Canton-Potsdam Hospital Neurologist Hamza Malek, MD, examines one of his chronic migraine patients pre-COVID-19. St.Lawrence Health photo

CANTON — Common migraine triggers include too much or too little caffeine (depending on the person), dehydration, alcohol, processed meats, aspartame (artificial sweetener), missing meals, odors, stress, sleep changes, menses, and weather changes. Women are documented as having more migraines than men.

This month is Migraine and Headache Awareness Month and Canton-Potsdam Hospital Neurologist Hamza Malek, noted it is important to keep a headache journal to see what individual triggers may include.

“I once had a patient who told me she realized the make-up she was using was triggering migraines. There are a lot of other possible triggers, so it is a good idea to keep a log of everything you ate or anything out of the ordinary for that day,” Dr. Malek said.

Migraines are a subtype of headache that are usually throbbing, may be one sided, or may affect the temple area. When these headaches come on, they can cause light sensitivity, sound sensitivity, nausea, and vomiting. When you feel a migraine coming on, it is important to take a pain reliever as soon as possible.
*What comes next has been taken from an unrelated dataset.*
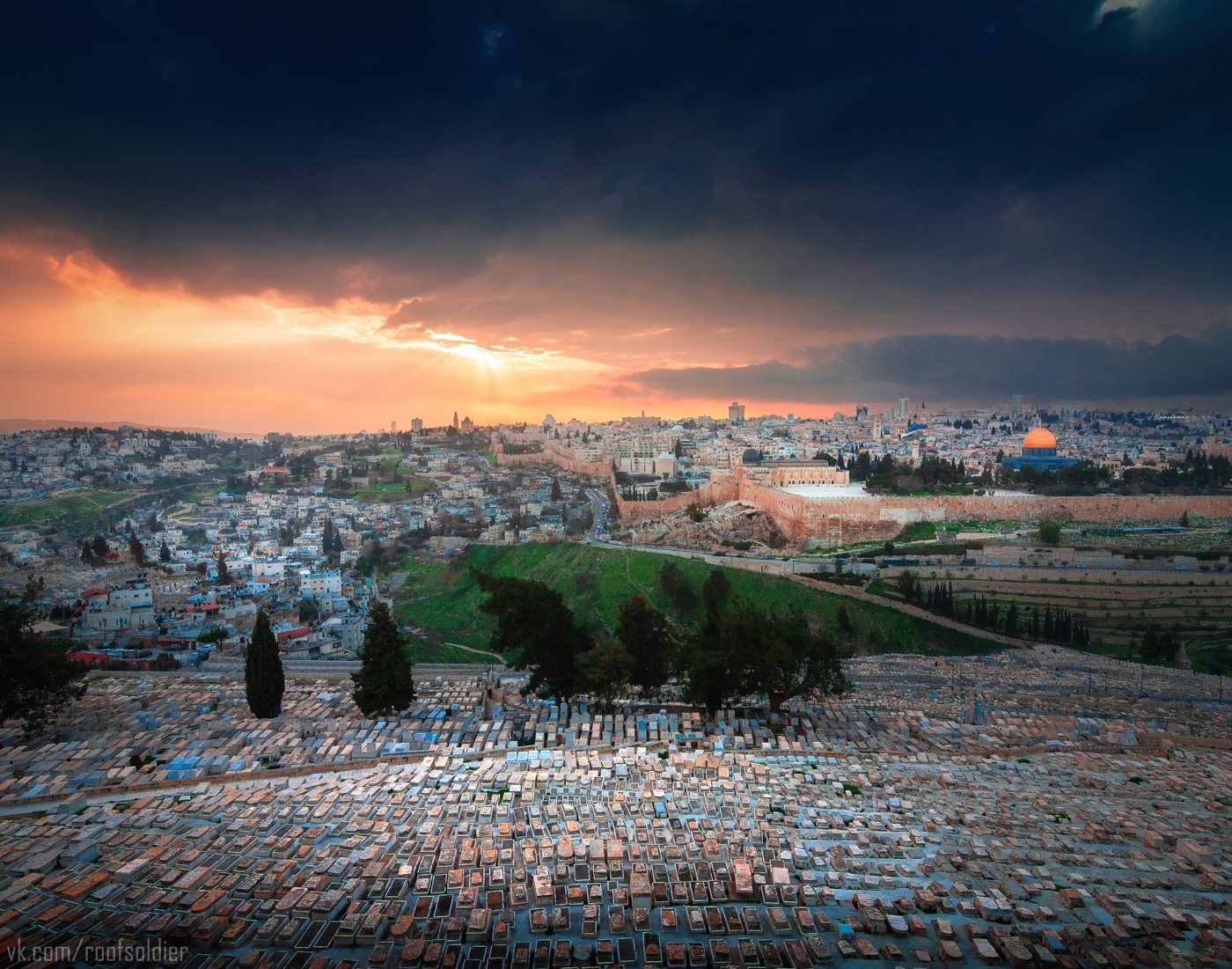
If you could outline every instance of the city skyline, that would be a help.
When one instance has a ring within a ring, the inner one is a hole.
[[[1226,5],[5,27],[2,417],[1232,402]]]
“An ounce of prevention is worth a pound of cure; or rather, the best way to treat a migraine is not having one in the first place,” Dr. Malek said in a press release from the hospital. “When you develop a migraine, the longer you wait, the less effective medication will be. Over the counter medicine such as acetaminophen, naproxen, or ibuprofen works well in many cases, but you should speak with your health care provider to make sure they are safe for you to take. If these do not work, there are prescription medication options available.”
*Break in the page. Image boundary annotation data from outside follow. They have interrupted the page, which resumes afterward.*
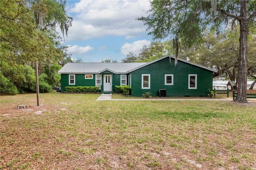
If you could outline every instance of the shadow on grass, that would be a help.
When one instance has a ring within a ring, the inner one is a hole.
[[[230,117],[230,115],[229,115],[220,113],[199,113],[195,111],[189,112],[175,111],[174,112],[161,112],[159,113],[165,115],[168,117],[171,117],[182,121],[187,120],[197,121],[206,119],[228,118]]]

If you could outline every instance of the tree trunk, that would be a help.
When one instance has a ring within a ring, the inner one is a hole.
[[[246,18],[246,1],[241,1],[237,95],[235,101],[247,102],[247,40],[248,21]]]
[[[250,90],[253,90],[253,86],[254,86],[255,83],[256,83],[256,80],[254,80],[254,81],[251,85],[251,87],[250,88]]]

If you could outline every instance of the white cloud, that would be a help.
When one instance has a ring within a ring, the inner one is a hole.
[[[77,45],[67,46],[68,46],[68,53],[74,55],[85,54],[89,51],[92,50],[94,49],[93,47],[89,45],[87,45],[86,47],[82,47]]]
[[[140,50],[146,45],[148,46],[150,43],[150,41],[146,40],[136,41],[132,43],[126,43],[121,48],[121,53],[124,55],[127,55],[129,52],[132,51],[136,54],[138,54]]]
[[[98,47],[98,49],[102,50],[102,49],[106,49],[106,46],[102,46],[102,47]]]
[[[135,19],[150,8],[150,2],[146,0],[81,0],[67,9],[74,20],[66,39],[86,40],[112,36],[124,36],[126,39],[134,37],[146,30],[143,22]]]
He explained there are two types of treatments for migraines: preventative therapy is medication that is taken regularly to prevent migraines from occurring in the first place, and abortive therapy is medication taken right when the migraine comes on. There are a lot of different options for both, and many new treatments have come out over the last three to four years.

“I feel there is a lot of misunderstanding about migraines and migraine treatment. Some people have headaches very frequently, but only call their most severe headaches migraines, even though their other headaches meet the diagnostic criteria for migraines,” Dr. Malek said. “Many people also don’t realize taking pain killers, including Tylenol, ibuprofen, and naproxen, more than three days a week for a long period of time can actually provoke headaches.”

Along with the pounding headache and possible nausea, you may also experience auras with a migraine, which are disturbances in the nervous system.

“Auras classically include seeing colorful spots or zigzag lines, and some people can even get tingling through their body, have speech difficulties, or experience weakness. Sometimes people can have an aura without developing a headache,” Dr. Malek noted.

He further said it is important for migraine sufferers to know there are many treatment options available and patients should discuss them with their provider.